Procédure devant la Cour :
Par une requête et des mémoires, enregistrés le 8 août 2024, le 6 novembre 2024 et le 9 décembre 2024, l'association Centre d'action sociale protestant, représentée par Me Ribiere, demande à la cour :
1°) d'annuler cette ordonnance ;
2°) statuant en référé de rejeter la demande ;
3°) de mettre à la charge de la société Idéal Hôtel la somme de 3 000 euros en application de l'article L. 761-1 du code de justice administrative.
Elle soutient que :
- le litige porte sur l'exécution d'une convention d'occupation temporaire relative à un hôtel et soulève des questions relevant du droit privé qui ne sont pas de la compétence de la juridiction administrative ;
- l'ordonnance attaquée a été prise en méconnaissance du principe du contradictoire en l'absence de communication du mémoire de la société Idéal Hôtel enregistré le 30 avril 2024 ;
- l'existence de l'obligation est sérieusement contestable dès lors que la convention pouvait faire l'objet d'une modification unilatérale pour tenir compte des capacités d'accueil de l'hôtel résultant d'éléments nouveaux ;
- il devait être tenu compte de ce qu'elle a versé à tort un loyer pendant dix mois pour les deux appartements non mis à sa disposition, pour une somme totale de plus de 100 000 euros ;
- le principe général selon lequel les personnes morales de droit public ne peuvent jamais être condamnées à payer une somme qu'elles ne doivent pas fait obstacle à ce qu'elle verse un loyer pour des appartements qui n'ont jamais été formellement et expressément pris à bail ;
- pour la location des appartements pour laquelle doivent s'appliquer les dispositions de l'article 1719 du code civil, la société Idéal Hôtel n'a pas apporté la preuve de la remise des clés au locataire pour les appartements en cause qui se sont d'ailleurs avérés occupés ;
- le caractère excessif des loyers soulève la question de la nullité des contrats de location des appartements.

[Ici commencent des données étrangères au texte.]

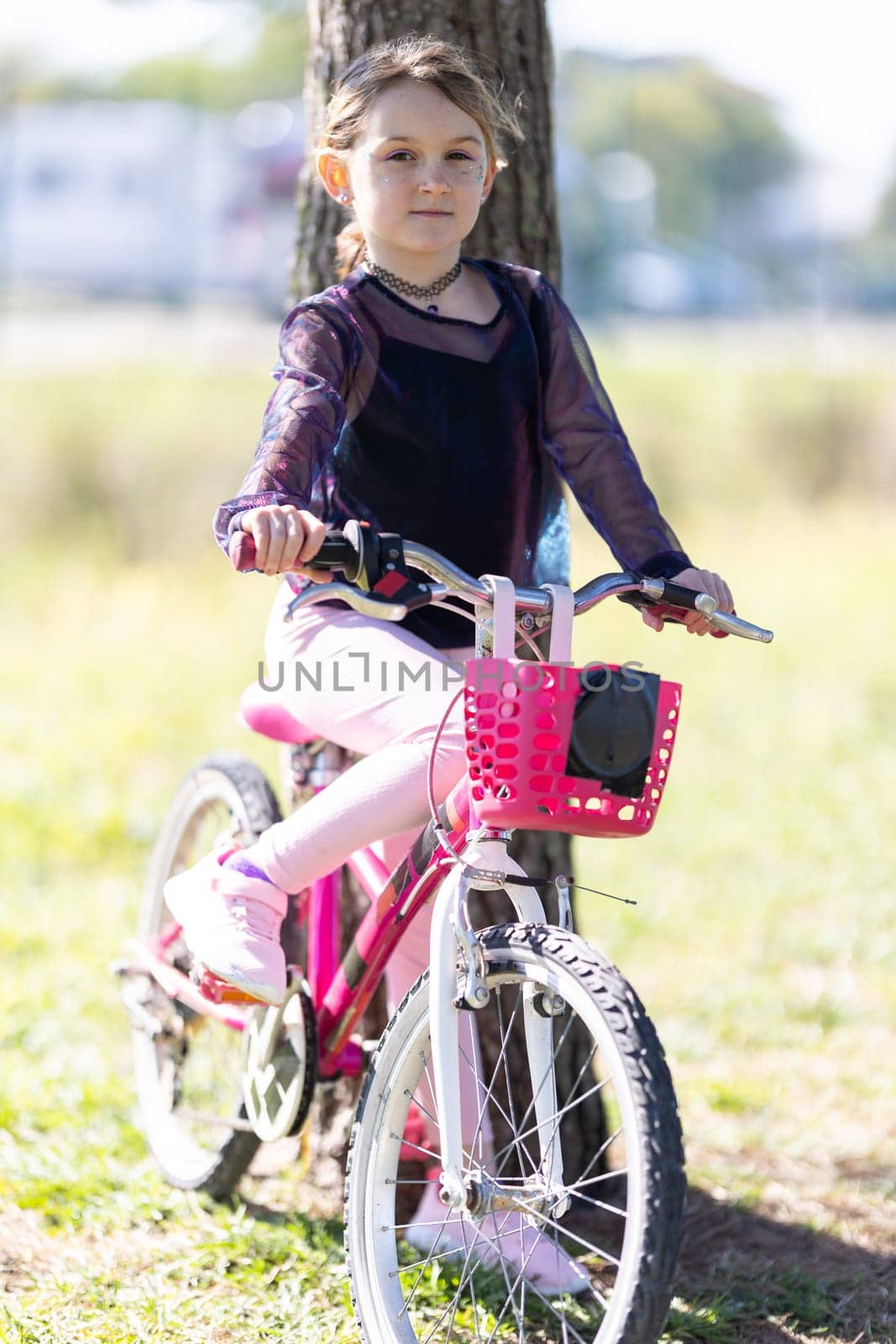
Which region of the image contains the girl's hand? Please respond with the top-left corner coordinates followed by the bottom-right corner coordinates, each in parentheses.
top-left (641, 569), bottom-right (735, 634)
top-left (239, 504), bottom-right (333, 583)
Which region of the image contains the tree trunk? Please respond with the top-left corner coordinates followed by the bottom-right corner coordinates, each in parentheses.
top-left (293, 0), bottom-right (605, 1180)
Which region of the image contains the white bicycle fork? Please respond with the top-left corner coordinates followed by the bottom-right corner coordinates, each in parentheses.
top-left (430, 840), bottom-right (563, 1208)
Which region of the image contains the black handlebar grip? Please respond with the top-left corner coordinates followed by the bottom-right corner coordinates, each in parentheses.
top-left (663, 580), bottom-right (700, 612)
top-left (227, 531), bottom-right (359, 582)
top-left (307, 533), bottom-right (358, 570)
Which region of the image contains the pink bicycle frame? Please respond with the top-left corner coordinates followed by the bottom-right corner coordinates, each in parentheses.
top-left (128, 778), bottom-right (470, 1078)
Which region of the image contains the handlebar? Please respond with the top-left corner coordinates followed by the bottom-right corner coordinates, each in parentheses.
top-left (230, 522), bottom-right (773, 643)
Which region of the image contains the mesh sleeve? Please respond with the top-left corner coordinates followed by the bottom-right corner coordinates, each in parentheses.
top-left (540, 278), bottom-right (690, 576)
top-left (213, 302), bottom-right (354, 553)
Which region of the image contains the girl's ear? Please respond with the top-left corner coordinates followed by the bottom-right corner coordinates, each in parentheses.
top-left (479, 160), bottom-right (498, 200)
top-left (317, 150), bottom-right (351, 200)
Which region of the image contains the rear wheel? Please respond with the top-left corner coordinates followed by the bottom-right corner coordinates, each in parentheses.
top-left (128, 753), bottom-right (280, 1199)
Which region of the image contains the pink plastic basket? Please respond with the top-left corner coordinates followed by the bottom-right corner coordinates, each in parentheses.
top-left (464, 659), bottom-right (681, 836)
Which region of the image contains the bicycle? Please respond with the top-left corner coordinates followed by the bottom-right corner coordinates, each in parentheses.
top-left (117, 524), bottom-right (773, 1344)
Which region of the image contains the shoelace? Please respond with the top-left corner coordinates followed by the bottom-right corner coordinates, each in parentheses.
top-left (221, 896), bottom-right (280, 941)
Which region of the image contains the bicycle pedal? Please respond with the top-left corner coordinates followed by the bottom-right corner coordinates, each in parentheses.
top-left (195, 968), bottom-right (269, 1008)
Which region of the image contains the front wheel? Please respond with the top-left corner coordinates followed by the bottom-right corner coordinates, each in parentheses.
top-left (345, 925), bottom-right (685, 1344)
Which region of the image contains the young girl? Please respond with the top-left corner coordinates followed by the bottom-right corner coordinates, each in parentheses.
top-left (165, 36), bottom-right (732, 1289)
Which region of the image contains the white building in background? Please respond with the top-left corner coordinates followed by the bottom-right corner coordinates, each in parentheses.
top-left (0, 101), bottom-right (302, 307)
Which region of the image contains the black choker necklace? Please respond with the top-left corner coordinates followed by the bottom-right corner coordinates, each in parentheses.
top-left (364, 257), bottom-right (461, 313)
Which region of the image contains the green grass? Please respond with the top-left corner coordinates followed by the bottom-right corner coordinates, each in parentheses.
top-left (0, 328), bottom-right (896, 1344)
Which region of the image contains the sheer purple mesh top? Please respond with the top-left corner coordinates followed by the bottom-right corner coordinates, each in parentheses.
top-left (215, 258), bottom-right (690, 648)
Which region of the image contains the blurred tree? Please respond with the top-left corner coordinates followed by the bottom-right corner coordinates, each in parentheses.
top-left (102, 10), bottom-right (307, 112)
top-left (558, 51), bottom-right (800, 238)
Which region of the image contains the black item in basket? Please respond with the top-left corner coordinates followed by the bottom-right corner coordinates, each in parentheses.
top-left (567, 667), bottom-right (659, 798)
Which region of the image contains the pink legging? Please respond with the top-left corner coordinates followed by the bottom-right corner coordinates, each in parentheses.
top-left (249, 582), bottom-right (474, 1010)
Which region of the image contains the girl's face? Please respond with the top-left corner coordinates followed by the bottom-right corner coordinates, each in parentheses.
top-left (318, 79), bottom-right (497, 266)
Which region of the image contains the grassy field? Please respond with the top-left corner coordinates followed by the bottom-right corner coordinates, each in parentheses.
top-left (0, 323), bottom-right (896, 1344)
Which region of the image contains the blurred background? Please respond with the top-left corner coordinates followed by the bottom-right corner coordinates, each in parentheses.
top-left (0, 0), bottom-right (896, 1344)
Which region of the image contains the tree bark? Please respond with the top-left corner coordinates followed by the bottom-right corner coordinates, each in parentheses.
top-left (293, 0), bottom-right (560, 296)
top-left (293, 0), bottom-right (605, 1180)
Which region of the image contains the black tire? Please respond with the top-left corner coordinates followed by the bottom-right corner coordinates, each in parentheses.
top-left (345, 925), bottom-right (685, 1344)
top-left (132, 751), bottom-right (280, 1199)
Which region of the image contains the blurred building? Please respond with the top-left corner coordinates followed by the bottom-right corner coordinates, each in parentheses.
top-left (0, 101), bottom-right (302, 307)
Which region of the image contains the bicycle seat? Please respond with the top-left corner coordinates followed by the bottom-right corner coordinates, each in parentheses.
top-left (237, 681), bottom-right (320, 746)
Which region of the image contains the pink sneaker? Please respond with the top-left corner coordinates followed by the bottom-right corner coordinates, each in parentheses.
top-left (405, 1180), bottom-right (591, 1297)
top-left (164, 844), bottom-right (287, 1004)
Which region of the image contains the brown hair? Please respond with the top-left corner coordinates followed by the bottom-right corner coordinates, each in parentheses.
top-left (320, 32), bottom-right (524, 280)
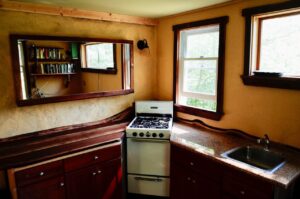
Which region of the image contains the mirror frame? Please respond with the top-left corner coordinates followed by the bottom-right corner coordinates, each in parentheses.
top-left (10, 34), bottom-right (134, 106)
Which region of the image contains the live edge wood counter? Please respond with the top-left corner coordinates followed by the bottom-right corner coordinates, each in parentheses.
top-left (0, 122), bottom-right (128, 170)
top-left (171, 121), bottom-right (300, 189)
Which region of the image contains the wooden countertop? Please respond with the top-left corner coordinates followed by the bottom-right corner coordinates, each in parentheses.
top-left (0, 108), bottom-right (133, 170)
top-left (171, 122), bottom-right (300, 188)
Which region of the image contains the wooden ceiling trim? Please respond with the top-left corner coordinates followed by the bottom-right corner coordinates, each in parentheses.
top-left (0, 0), bottom-right (158, 26)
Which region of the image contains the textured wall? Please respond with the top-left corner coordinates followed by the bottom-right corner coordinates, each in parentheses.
top-left (157, 0), bottom-right (300, 148)
top-left (0, 11), bottom-right (156, 138)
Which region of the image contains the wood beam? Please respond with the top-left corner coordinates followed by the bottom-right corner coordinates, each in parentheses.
top-left (0, 0), bottom-right (158, 26)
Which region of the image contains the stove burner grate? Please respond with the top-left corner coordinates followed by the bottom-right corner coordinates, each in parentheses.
top-left (130, 117), bottom-right (170, 129)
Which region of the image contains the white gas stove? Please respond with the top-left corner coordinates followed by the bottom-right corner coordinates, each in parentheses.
top-left (126, 101), bottom-right (173, 139)
top-left (126, 101), bottom-right (173, 197)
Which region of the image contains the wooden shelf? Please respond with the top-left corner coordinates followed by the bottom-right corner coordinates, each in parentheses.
top-left (30, 73), bottom-right (76, 76)
top-left (29, 59), bottom-right (72, 63)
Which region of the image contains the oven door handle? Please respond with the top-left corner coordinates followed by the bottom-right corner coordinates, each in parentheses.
top-left (128, 138), bottom-right (170, 142)
top-left (134, 177), bottom-right (163, 182)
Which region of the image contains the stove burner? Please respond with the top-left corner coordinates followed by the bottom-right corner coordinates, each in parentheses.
top-left (130, 117), bottom-right (170, 129)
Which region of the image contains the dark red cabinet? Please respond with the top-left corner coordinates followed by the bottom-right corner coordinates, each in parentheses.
top-left (171, 146), bottom-right (221, 199)
top-left (170, 145), bottom-right (274, 199)
top-left (18, 177), bottom-right (66, 199)
top-left (66, 159), bottom-right (122, 199)
top-left (9, 143), bottom-right (123, 199)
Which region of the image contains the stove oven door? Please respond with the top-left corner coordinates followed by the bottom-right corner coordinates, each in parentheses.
top-left (127, 138), bottom-right (170, 177)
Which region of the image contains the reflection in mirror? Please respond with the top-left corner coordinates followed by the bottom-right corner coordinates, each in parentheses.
top-left (11, 35), bottom-right (133, 105)
top-left (81, 43), bottom-right (116, 70)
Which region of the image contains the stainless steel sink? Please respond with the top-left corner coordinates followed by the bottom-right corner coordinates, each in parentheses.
top-left (222, 146), bottom-right (285, 172)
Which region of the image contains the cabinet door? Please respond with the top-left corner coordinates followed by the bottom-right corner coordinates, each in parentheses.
top-left (66, 159), bottom-right (122, 199)
top-left (66, 163), bottom-right (97, 199)
top-left (171, 163), bottom-right (221, 199)
top-left (94, 159), bottom-right (122, 199)
top-left (18, 177), bottom-right (66, 199)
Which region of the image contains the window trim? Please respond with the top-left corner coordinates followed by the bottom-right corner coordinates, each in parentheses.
top-left (80, 42), bottom-right (117, 74)
top-left (241, 1), bottom-right (300, 90)
top-left (173, 16), bottom-right (229, 121)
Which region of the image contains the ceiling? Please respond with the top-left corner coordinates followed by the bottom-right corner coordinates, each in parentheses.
top-left (13, 0), bottom-right (233, 18)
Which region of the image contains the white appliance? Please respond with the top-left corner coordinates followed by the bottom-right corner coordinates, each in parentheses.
top-left (126, 101), bottom-right (173, 197)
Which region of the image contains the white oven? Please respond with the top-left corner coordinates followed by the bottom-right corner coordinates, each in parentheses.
top-left (126, 101), bottom-right (173, 197)
top-left (127, 138), bottom-right (170, 196)
top-left (127, 138), bottom-right (170, 176)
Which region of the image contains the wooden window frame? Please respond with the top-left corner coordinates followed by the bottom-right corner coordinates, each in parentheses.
top-left (173, 16), bottom-right (229, 121)
top-left (80, 43), bottom-right (117, 74)
top-left (241, 1), bottom-right (300, 90)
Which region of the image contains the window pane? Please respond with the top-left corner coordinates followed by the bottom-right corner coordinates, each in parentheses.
top-left (184, 25), bottom-right (219, 58)
top-left (260, 14), bottom-right (300, 76)
top-left (86, 43), bottom-right (114, 69)
top-left (183, 60), bottom-right (217, 95)
top-left (180, 96), bottom-right (217, 111)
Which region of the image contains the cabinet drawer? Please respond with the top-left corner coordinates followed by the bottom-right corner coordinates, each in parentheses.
top-left (15, 161), bottom-right (63, 186)
top-left (64, 145), bottom-right (121, 172)
top-left (222, 172), bottom-right (273, 199)
top-left (171, 145), bottom-right (221, 181)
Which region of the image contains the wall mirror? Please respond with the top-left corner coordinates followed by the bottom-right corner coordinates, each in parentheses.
top-left (10, 35), bottom-right (134, 106)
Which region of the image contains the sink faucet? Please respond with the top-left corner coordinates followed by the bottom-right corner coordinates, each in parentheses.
top-left (257, 134), bottom-right (270, 151)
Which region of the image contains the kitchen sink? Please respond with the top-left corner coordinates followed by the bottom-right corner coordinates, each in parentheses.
top-left (222, 146), bottom-right (285, 172)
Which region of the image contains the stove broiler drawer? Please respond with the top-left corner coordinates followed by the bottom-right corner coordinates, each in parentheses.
top-left (128, 175), bottom-right (170, 197)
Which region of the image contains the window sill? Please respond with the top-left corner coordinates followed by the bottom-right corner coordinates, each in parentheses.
top-left (174, 104), bottom-right (223, 121)
top-left (241, 75), bottom-right (300, 90)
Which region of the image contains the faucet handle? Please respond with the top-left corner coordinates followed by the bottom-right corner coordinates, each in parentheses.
top-left (256, 138), bottom-right (261, 144)
top-left (264, 134), bottom-right (270, 140)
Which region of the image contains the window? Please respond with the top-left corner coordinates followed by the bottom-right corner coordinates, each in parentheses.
top-left (173, 17), bottom-right (228, 120)
top-left (81, 43), bottom-right (116, 72)
top-left (242, 1), bottom-right (300, 89)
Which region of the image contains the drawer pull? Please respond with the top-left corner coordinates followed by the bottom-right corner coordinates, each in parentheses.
top-left (134, 177), bottom-right (163, 182)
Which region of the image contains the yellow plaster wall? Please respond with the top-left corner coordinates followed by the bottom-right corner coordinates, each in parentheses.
top-left (157, 0), bottom-right (300, 148)
top-left (0, 10), bottom-right (156, 138)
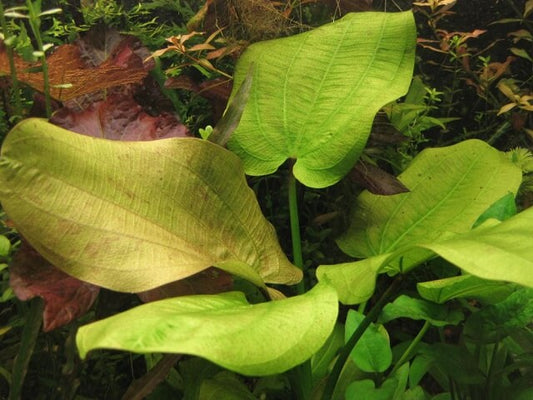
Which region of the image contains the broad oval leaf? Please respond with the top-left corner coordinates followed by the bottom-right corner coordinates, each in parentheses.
top-left (76, 284), bottom-right (338, 376)
top-left (0, 119), bottom-right (301, 292)
top-left (317, 140), bottom-right (520, 304)
top-left (228, 12), bottom-right (416, 188)
top-left (338, 140), bottom-right (522, 270)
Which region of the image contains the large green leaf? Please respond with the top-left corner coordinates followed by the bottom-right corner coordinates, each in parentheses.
top-left (423, 208), bottom-right (533, 287)
top-left (76, 284), bottom-right (338, 375)
top-left (317, 140), bottom-right (520, 304)
top-left (338, 140), bottom-right (522, 270)
top-left (0, 119), bottom-right (301, 292)
top-left (317, 208), bottom-right (533, 304)
top-left (228, 12), bottom-right (416, 188)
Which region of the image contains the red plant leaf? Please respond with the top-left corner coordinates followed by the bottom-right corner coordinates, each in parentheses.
top-left (0, 27), bottom-right (153, 101)
top-left (137, 267), bottom-right (233, 303)
top-left (50, 94), bottom-right (189, 141)
top-left (9, 241), bottom-right (100, 332)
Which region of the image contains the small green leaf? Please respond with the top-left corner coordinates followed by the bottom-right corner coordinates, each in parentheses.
top-left (198, 371), bottom-right (257, 400)
top-left (345, 310), bottom-right (392, 372)
top-left (420, 343), bottom-right (486, 384)
top-left (472, 193), bottom-right (516, 228)
top-left (76, 284), bottom-right (338, 375)
top-left (509, 47), bottom-right (533, 62)
top-left (198, 125), bottom-right (213, 140)
top-left (208, 64), bottom-right (254, 146)
top-left (0, 235), bottom-right (11, 257)
top-left (228, 12), bottom-right (416, 188)
top-left (416, 275), bottom-right (516, 304)
top-left (379, 295), bottom-right (464, 326)
top-left (345, 378), bottom-right (398, 400)
top-left (421, 208), bottom-right (533, 287)
top-left (464, 288), bottom-right (533, 343)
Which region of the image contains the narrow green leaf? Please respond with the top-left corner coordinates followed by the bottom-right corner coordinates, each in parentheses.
top-left (0, 119), bottom-right (302, 292)
top-left (228, 12), bottom-right (416, 188)
top-left (317, 140), bottom-right (520, 304)
top-left (338, 140), bottom-right (522, 270)
top-left (345, 310), bottom-right (392, 372)
top-left (379, 295), bottom-right (464, 326)
top-left (76, 284), bottom-right (338, 375)
top-left (416, 275), bottom-right (515, 304)
top-left (421, 208), bottom-right (533, 287)
top-left (345, 378), bottom-right (398, 400)
top-left (209, 64), bottom-right (254, 146)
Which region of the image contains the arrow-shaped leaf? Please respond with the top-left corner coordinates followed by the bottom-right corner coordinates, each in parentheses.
top-left (228, 12), bottom-right (416, 187)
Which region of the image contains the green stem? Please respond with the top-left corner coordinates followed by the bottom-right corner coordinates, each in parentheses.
top-left (390, 321), bottom-right (431, 375)
top-left (485, 342), bottom-right (499, 400)
top-left (289, 169), bottom-right (305, 294)
top-left (289, 164), bottom-right (312, 400)
top-left (8, 298), bottom-right (44, 400)
top-left (26, 0), bottom-right (52, 118)
top-left (0, 1), bottom-right (22, 118)
top-left (322, 276), bottom-right (402, 400)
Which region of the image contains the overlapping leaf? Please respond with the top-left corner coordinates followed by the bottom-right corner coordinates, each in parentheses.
top-left (0, 119), bottom-right (301, 292)
top-left (76, 284), bottom-right (338, 375)
top-left (228, 12), bottom-right (415, 187)
top-left (317, 140), bottom-right (533, 303)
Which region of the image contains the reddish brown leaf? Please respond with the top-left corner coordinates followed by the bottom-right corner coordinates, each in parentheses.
top-left (50, 95), bottom-right (189, 141)
top-left (0, 27), bottom-right (153, 101)
top-left (137, 268), bottom-right (233, 303)
top-left (9, 241), bottom-right (100, 332)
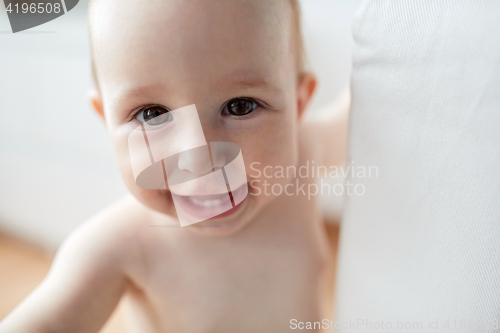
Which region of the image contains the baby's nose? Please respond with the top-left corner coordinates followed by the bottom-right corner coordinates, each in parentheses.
top-left (177, 146), bottom-right (212, 176)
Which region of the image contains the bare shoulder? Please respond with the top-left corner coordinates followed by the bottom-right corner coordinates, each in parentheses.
top-left (56, 195), bottom-right (167, 277)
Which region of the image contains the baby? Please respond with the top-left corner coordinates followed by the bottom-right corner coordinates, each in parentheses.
top-left (0, 0), bottom-right (348, 333)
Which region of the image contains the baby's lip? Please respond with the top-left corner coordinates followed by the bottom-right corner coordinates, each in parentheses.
top-left (172, 184), bottom-right (248, 220)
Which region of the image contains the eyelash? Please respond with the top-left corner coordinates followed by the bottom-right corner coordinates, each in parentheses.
top-left (129, 96), bottom-right (263, 121)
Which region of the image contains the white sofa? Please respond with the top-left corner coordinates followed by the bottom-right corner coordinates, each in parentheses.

Par des mémoires en défense, enregistrés le 11 septembre 2024, le 2 décembre 2024, le 9 décembre 2024 et le 18 décembre 2024, la société Ideal Hôtel conclut au rejet de la requête et à ce qu'une somme de 4 000 euros soit mise à la charge du Centre d'action sociale protestant au titre de l'article L. 761-1 du code de justice administrative.
Elle soutient que :
- la juridiction administrative est compétente pour connaître du litige dès lors que la convention tripartite la liant à l'association Centre d'action sociale protestant et à l'Etat est un contrat administratif ;
- les moyens soulevés par l'association Centre d'action sociale protestant ne sont pas fondés.
La requête a été communiquée au préfet de la région Ile-de-France, préfet de Paris, qui n'a pas présenté d'observations.
Par un courrier du 21 novembre 2024, les parties ont été informées que la Cour était susceptible de relever d'office le moyen d'ordre public tiré de l'incompétence de la juridiction administrative pour connaître d'un litige ayant trait à l'exécution d'une convention de droit privé.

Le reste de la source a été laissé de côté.